Thursday, 20 August 2015
Missing Log Spares Ship's Officer From Death
An officer on board a vessel bound for South America was lucky to be found guilty of manslaughter when not all the evidence was made available at the trial.
On 29th July 1875 Second Mate James Collins was in charge of the watch on board the Princess Alexandra which was sailing from Liverpool to the Peruvian port of Callao via Le Havre in France. At 8am boatswain John Christian asked for orders but was sworn at by 29 year old Collins and began to retreat. Collins then picked up a handspike and struck Christian on the back of the head and he died about four hours later.
On arrival back at Liverpool Collins was taken into custody by the river police, telling them ' I am guilty but only in my own defence, until this happened I had always been a harmless and inoffensive man.'
Collins was charged with murder and tried in March 1876 at the Liverpool Assizes, where the evidence given was quite sketchy.One Swedish crew member stated that Collins asked Christian why he was doing nothing and he replied that he was awaiting orders, leading to the attack. It was admitted by both him and an American seaman named Frank Smith that Collins wasn't popular amongst the crew, most of whom were foreign and had been taken on board in France.
In his defence Collins said that he had only intended to strike Christian on the hand and that he needed to maintain order in the absence of the First Mate and Captain as he felt threatened by the other crew members.

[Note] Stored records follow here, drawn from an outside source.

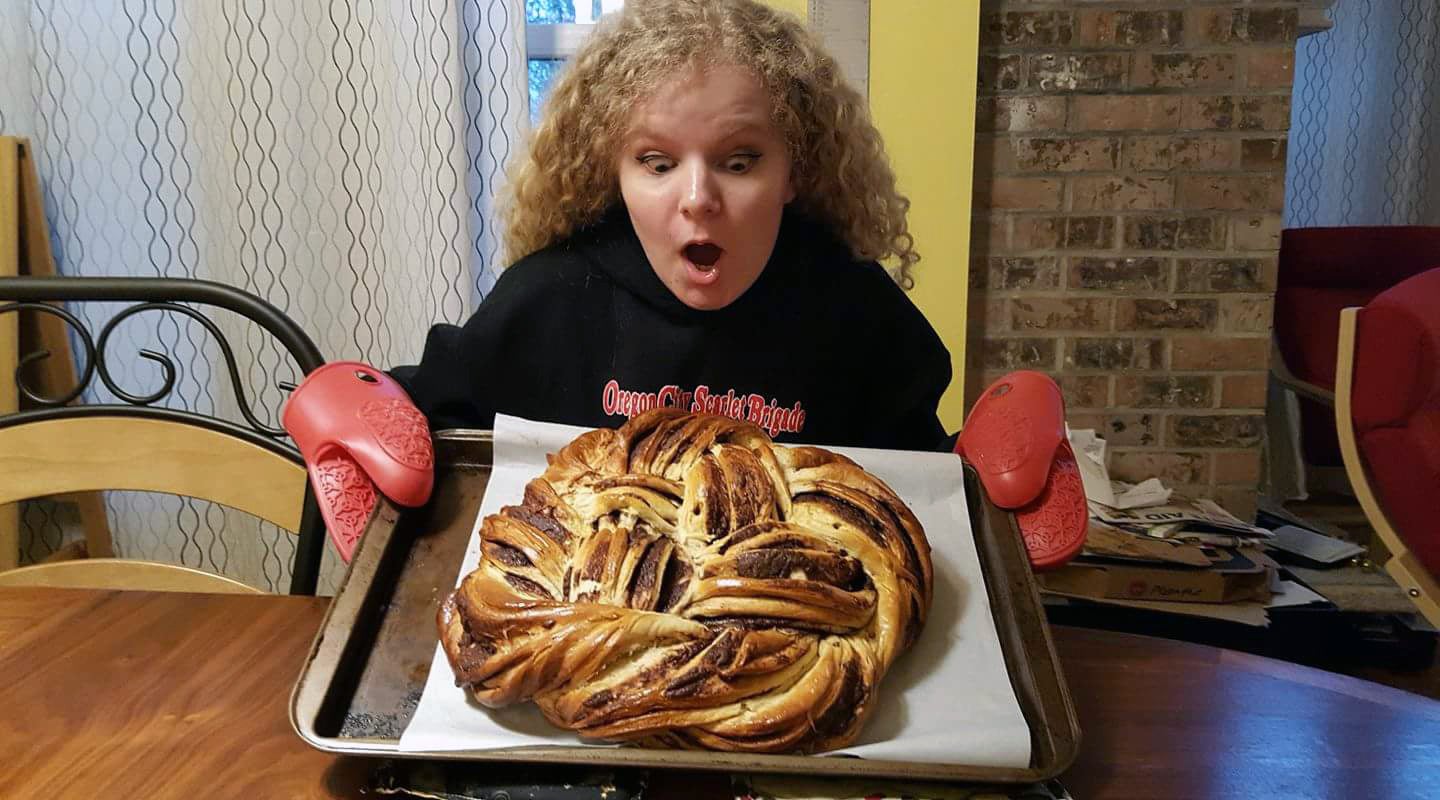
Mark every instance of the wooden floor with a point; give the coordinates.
(1362, 586)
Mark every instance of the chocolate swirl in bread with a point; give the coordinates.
(683, 582)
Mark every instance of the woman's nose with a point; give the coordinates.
(700, 196)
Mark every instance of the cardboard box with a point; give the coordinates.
(1242, 574)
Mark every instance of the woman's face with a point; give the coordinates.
(706, 177)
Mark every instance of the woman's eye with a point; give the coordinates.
(740, 163)
(657, 164)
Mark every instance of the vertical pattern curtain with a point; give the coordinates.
(1365, 118)
(339, 158)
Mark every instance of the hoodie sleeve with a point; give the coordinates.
(439, 389)
(916, 370)
(455, 383)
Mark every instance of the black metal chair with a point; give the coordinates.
(198, 455)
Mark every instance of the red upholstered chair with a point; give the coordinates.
(1387, 413)
(1324, 271)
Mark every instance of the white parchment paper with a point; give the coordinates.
(946, 701)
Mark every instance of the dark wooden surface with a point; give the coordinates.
(179, 695)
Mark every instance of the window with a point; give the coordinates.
(553, 33)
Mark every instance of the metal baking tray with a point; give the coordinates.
(372, 655)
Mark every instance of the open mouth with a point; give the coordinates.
(703, 255)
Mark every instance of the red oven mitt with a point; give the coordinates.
(1015, 439)
(359, 432)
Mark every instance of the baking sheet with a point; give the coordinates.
(946, 701)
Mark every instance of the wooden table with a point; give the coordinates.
(182, 695)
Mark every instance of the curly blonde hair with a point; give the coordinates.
(841, 176)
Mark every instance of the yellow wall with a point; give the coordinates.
(798, 7)
(922, 94)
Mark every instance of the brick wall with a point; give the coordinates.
(1128, 192)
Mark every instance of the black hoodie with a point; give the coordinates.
(822, 348)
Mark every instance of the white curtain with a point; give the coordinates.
(337, 158)
(1365, 118)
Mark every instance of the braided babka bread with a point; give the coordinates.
(683, 582)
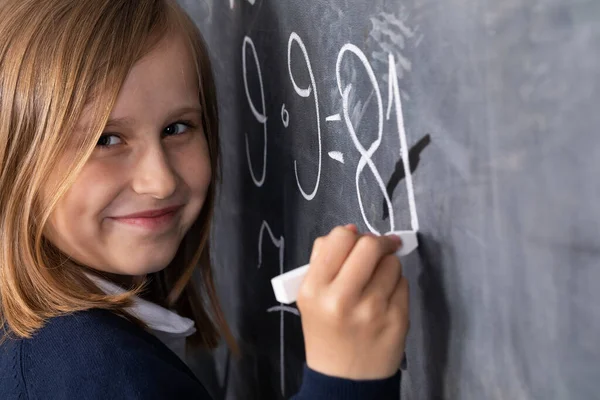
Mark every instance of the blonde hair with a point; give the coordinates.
(55, 57)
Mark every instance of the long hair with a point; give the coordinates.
(55, 57)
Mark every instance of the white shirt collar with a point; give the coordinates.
(156, 317)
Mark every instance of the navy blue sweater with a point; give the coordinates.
(96, 354)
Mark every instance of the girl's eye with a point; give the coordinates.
(108, 140)
(177, 128)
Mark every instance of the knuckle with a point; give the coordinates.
(373, 309)
(336, 307)
(307, 295)
(369, 243)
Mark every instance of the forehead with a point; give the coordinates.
(165, 78)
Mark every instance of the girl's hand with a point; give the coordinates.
(354, 306)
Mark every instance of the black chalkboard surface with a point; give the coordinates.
(474, 122)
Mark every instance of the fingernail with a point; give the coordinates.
(397, 240)
(351, 227)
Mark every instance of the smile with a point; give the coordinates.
(151, 219)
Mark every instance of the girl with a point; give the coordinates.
(109, 152)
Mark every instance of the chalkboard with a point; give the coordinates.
(474, 122)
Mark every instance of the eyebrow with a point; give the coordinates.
(116, 122)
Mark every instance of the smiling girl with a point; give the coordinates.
(109, 158)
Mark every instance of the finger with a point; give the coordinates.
(399, 301)
(385, 278)
(362, 261)
(332, 252)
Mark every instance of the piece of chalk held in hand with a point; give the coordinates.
(287, 285)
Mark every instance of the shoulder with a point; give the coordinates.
(96, 354)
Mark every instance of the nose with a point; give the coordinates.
(154, 175)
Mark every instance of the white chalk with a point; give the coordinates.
(287, 285)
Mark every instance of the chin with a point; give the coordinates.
(147, 266)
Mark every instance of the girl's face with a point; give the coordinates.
(148, 176)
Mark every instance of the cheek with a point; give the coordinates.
(195, 168)
(76, 217)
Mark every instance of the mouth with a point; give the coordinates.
(151, 219)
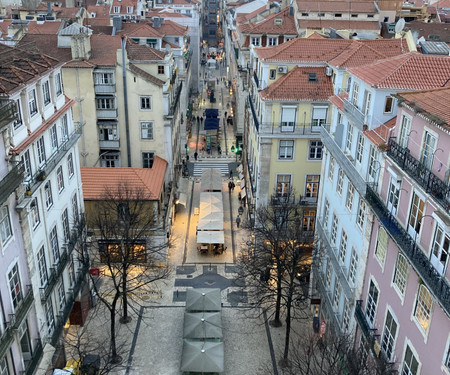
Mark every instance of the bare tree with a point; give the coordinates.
(276, 269)
(126, 248)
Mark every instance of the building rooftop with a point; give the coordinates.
(150, 180)
(411, 71)
(300, 84)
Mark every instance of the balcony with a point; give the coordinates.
(110, 144)
(255, 117)
(343, 161)
(433, 185)
(8, 112)
(355, 115)
(107, 113)
(437, 284)
(105, 88)
(11, 182)
(52, 162)
(338, 269)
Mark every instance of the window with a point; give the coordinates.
(312, 186)
(361, 216)
(334, 227)
(15, 286)
(415, 217)
(286, 150)
(146, 103)
(349, 140)
(32, 105)
(255, 41)
(5, 224)
(308, 220)
(353, 266)
(343, 247)
(61, 296)
(75, 207)
(410, 363)
(401, 274)
(34, 213)
(428, 148)
(48, 195)
(53, 138)
(147, 159)
(66, 227)
(331, 168)
(54, 244)
(58, 84)
(404, 132)
(389, 336)
(60, 179)
(350, 195)
(336, 295)
(272, 41)
(360, 148)
(315, 150)
(42, 265)
(105, 103)
(372, 301)
(382, 241)
(424, 303)
(340, 182)
(49, 316)
(147, 129)
(41, 150)
(388, 104)
(70, 165)
(283, 185)
(104, 78)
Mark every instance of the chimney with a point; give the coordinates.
(80, 45)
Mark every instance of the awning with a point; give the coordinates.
(182, 199)
(210, 236)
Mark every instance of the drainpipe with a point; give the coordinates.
(125, 98)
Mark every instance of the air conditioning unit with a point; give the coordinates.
(282, 69)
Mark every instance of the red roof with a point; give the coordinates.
(434, 102)
(96, 179)
(296, 86)
(411, 71)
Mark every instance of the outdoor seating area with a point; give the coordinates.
(203, 349)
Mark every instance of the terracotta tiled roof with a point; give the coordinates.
(268, 26)
(435, 102)
(96, 179)
(296, 86)
(18, 67)
(145, 75)
(411, 71)
(139, 52)
(336, 6)
(338, 100)
(339, 25)
(381, 134)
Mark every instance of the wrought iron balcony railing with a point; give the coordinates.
(436, 283)
(11, 181)
(422, 175)
(255, 117)
(8, 112)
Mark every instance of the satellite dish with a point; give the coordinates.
(399, 26)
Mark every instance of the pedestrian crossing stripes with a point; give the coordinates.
(223, 167)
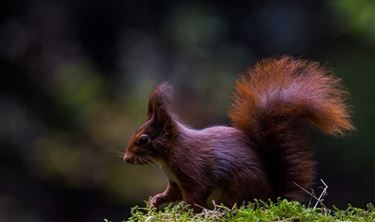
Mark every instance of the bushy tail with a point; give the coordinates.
(269, 104)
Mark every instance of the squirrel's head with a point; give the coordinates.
(151, 142)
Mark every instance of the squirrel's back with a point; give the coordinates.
(269, 104)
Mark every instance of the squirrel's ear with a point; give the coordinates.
(158, 106)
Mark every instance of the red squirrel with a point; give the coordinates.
(263, 155)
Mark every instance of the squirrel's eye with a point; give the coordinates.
(143, 140)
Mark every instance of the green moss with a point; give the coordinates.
(283, 210)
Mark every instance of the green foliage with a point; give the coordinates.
(283, 210)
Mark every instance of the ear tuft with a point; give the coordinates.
(164, 93)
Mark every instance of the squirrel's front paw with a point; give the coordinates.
(158, 200)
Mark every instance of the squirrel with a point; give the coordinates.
(264, 155)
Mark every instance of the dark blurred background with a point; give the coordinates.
(75, 77)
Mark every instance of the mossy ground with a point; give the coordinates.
(283, 210)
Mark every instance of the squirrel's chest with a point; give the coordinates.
(168, 172)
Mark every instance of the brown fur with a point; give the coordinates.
(264, 155)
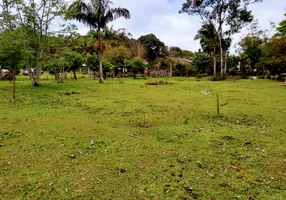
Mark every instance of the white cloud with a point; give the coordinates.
(161, 17)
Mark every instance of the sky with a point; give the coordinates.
(162, 18)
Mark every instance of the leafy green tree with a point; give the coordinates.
(274, 56)
(135, 65)
(281, 29)
(202, 62)
(73, 61)
(92, 62)
(96, 14)
(229, 14)
(209, 42)
(13, 52)
(154, 48)
(251, 47)
(35, 18)
(176, 52)
(117, 55)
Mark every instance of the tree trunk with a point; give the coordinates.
(214, 61)
(74, 75)
(225, 63)
(14, 83)
(36, 78)
(100, 57)
(221, 50)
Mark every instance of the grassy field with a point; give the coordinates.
(69, 140)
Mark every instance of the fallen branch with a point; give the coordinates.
(131, 135)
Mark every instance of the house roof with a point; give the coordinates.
(180, 60)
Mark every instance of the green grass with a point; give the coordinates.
(187, 151)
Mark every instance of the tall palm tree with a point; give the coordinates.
(97, 14)
(209, 41)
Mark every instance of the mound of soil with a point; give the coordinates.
(157, 83)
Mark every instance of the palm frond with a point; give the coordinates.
(120, 12)
(84, 13)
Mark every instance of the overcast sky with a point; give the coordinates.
(162, 18)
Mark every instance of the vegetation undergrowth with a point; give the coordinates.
(128, 140)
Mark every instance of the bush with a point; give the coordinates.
(217, 78)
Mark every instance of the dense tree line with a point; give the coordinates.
(29, 40)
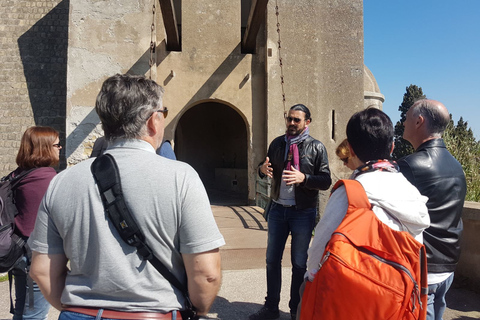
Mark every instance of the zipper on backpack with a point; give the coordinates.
(416, 291)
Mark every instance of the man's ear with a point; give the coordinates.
(420, 121)
(151, 127)
(350, 149)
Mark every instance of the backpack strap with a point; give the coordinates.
(106, 174)
(357, 197)
(14, 180)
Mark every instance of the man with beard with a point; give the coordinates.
(298, 165)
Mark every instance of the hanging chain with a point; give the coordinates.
(153, 45)
(280, 60)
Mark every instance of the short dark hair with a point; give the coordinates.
(36, 148)
(301, 107)
(124, 104)
(370, 133)
(436, 121)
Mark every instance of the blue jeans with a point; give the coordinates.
(69, 315)
(22, 310)
(436, 303)
(281, 222)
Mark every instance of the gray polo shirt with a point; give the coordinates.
(170, 205)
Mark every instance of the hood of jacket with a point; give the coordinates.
(398, 198)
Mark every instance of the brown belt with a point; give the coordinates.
(112, 314)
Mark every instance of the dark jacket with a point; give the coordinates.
(439, 176)
(313, 163)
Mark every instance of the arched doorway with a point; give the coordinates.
(212, 138)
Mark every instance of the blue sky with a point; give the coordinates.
(434, 44)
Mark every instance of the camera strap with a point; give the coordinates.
(106, 175)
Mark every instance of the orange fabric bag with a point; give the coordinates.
(368, 271)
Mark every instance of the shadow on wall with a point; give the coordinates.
(43, 50)
(88, 124)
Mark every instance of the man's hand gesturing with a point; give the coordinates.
(266, 168)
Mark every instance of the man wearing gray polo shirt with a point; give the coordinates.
(107, 278)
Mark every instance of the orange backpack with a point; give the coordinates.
(368, 270)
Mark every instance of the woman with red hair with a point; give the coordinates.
(40, 151)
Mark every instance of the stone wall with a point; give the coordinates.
(468, 269)
(33, 64)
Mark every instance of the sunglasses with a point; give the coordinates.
(164, 111)
(290, 119)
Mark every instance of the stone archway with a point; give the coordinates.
(212, 138)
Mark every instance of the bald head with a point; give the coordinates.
(435, 114)
(425, 120)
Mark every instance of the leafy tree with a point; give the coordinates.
(402, 146)
(462, 144)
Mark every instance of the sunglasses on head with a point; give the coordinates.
(290, 119)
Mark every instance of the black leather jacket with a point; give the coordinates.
(439, 176)
(313, 163)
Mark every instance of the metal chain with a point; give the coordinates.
(153, 44)
(280, 60)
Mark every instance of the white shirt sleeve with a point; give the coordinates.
(334, 213)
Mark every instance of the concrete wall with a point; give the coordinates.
(47, 82)
(468, 269)
(33, 64)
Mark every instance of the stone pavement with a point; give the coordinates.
(243, 262)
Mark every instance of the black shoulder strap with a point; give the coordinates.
(105, 172)
(14, 180)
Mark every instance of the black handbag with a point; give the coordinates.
(105, 172)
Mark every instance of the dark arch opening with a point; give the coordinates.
(212, 138)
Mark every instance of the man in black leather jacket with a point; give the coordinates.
(298, 165)
(439, 176)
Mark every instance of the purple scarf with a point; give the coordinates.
(292, 157)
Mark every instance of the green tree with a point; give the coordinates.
(462, 144)
(402, 146)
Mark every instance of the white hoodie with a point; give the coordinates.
(387, 192)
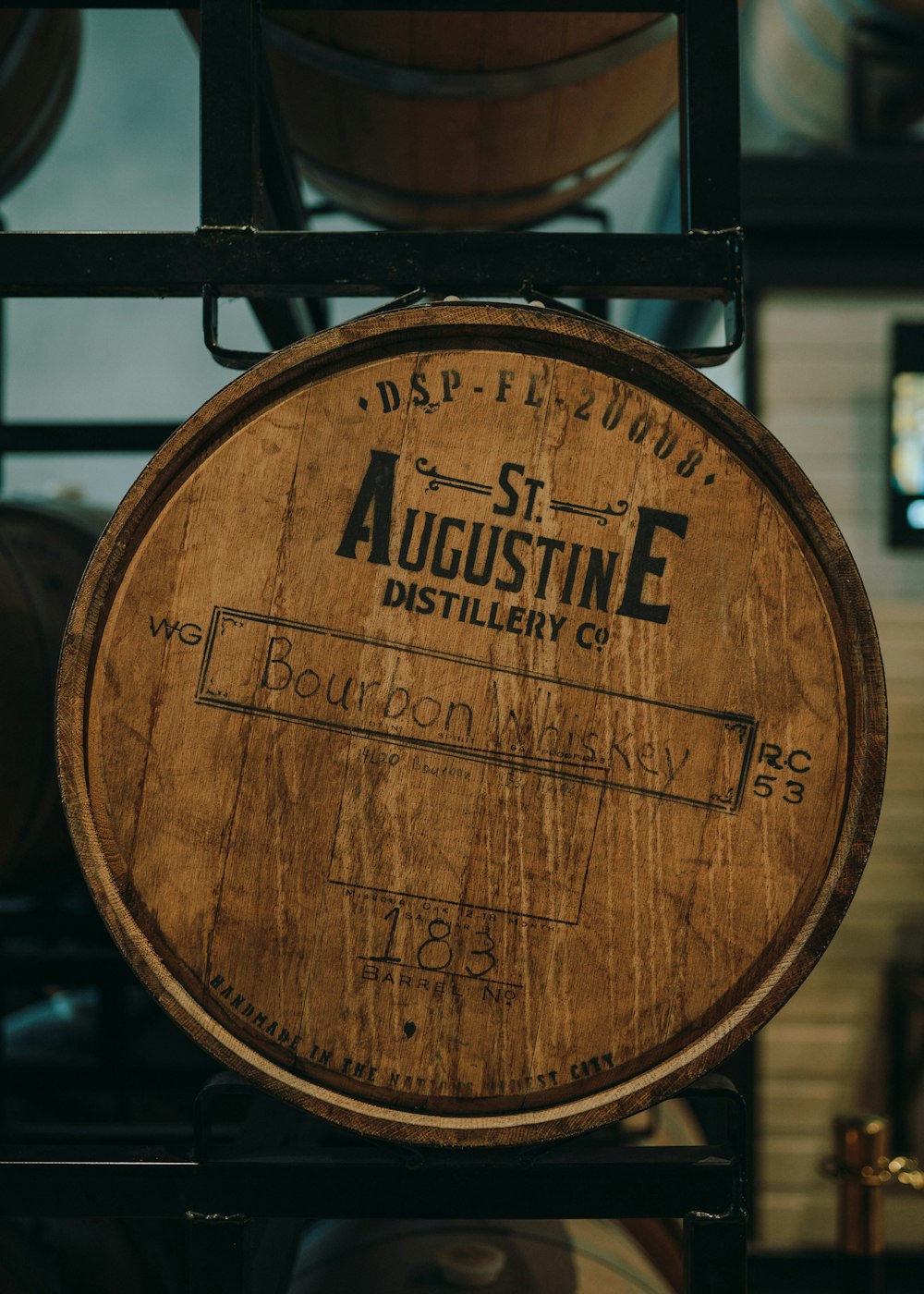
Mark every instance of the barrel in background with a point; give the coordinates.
(468, 119)
(43, 554)
(576, 1257)
(39, 54)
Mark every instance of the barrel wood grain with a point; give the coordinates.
(471, 725)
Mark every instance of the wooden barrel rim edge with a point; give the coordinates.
(840, 581)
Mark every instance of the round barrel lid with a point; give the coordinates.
(472, 724)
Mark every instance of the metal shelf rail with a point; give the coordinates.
(220, 1190)
(286, 271)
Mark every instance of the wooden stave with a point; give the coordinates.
(38, 90)
(779, 472)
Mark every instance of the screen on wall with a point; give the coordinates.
(906, 437)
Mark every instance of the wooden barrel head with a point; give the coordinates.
(471, 724)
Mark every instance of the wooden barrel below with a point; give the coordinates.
(578, 1257)
(472, 724)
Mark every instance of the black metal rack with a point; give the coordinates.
(251, 242)
(219, 1192)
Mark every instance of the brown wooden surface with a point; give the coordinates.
(42, 558)
(397, 158)
(536, 849)
(39, 52)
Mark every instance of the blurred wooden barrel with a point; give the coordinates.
(419, 1257)
(472, 725)
(796, 61)
(39, 54)
(468, 119)
(43, 553)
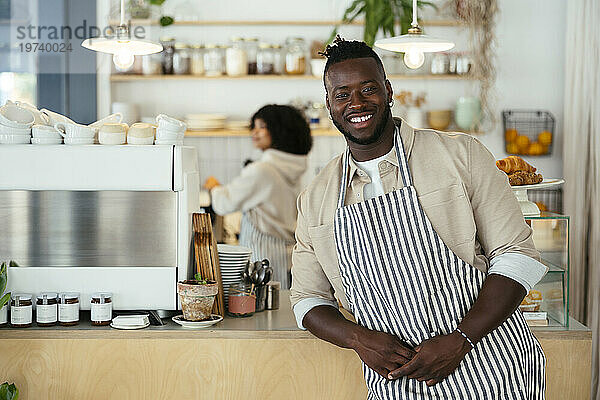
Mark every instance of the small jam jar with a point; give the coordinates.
(46, 309)
(21, 310)
(68, 309)
(241, 302)
(101, 308)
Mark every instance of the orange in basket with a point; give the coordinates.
(511, 135)
(545, 138)
(523, 143)
(537, 149)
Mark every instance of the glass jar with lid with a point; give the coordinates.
(197, 60)
(440, 64)
(21, 310)
(278, 59)
(251, 53)
(242, 301)
(167, 54)
(265, 60)
(295, 56)
(214, 60)
(181, 59)
(46, 309)
(68, 309)
(236, 59)
(152, 64)
(101, 308)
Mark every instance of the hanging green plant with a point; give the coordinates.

His defence counsel pleased that there had been no malice aforethought and in an ill-founded moment of passion picked up the nearest thing to hand which turned out to be something that caused death.
In summing up Justice Brett said there was no evidence of provocation that would justify reducing the crime to manslaughter. The question was whether the weapon was used in such a way that death could reasonably be expected to result. Although it was a formidable weapon, the judge said that if it was used to strike the side of the head or body then death could not have been expected. Justice Brett also questioned why senior officers had not given evidence and commented that part of the log was missing and crucially that which should have documented what happened on the watch.
The jury returned a verdict of manslaughter and the judge said prior to sentence; 'I am of the opinion that officers of merchant ships are to be supported in maintaining the discipline. But I am also of the opinion that the crew of the merchant ship are entitled to ample protection against the tyranny of their officers. When an officer shows an act of violent passion as you have done it must be shown that the crew are to be protected.
After telling Collins that he was lucky to have been found guilty only of manslaughter Justice Brett sentenced him to fifteen years imprisonment. Collins thanked the jury for sparing his life as he left the dock, also saying that the crew would have killed him if they could.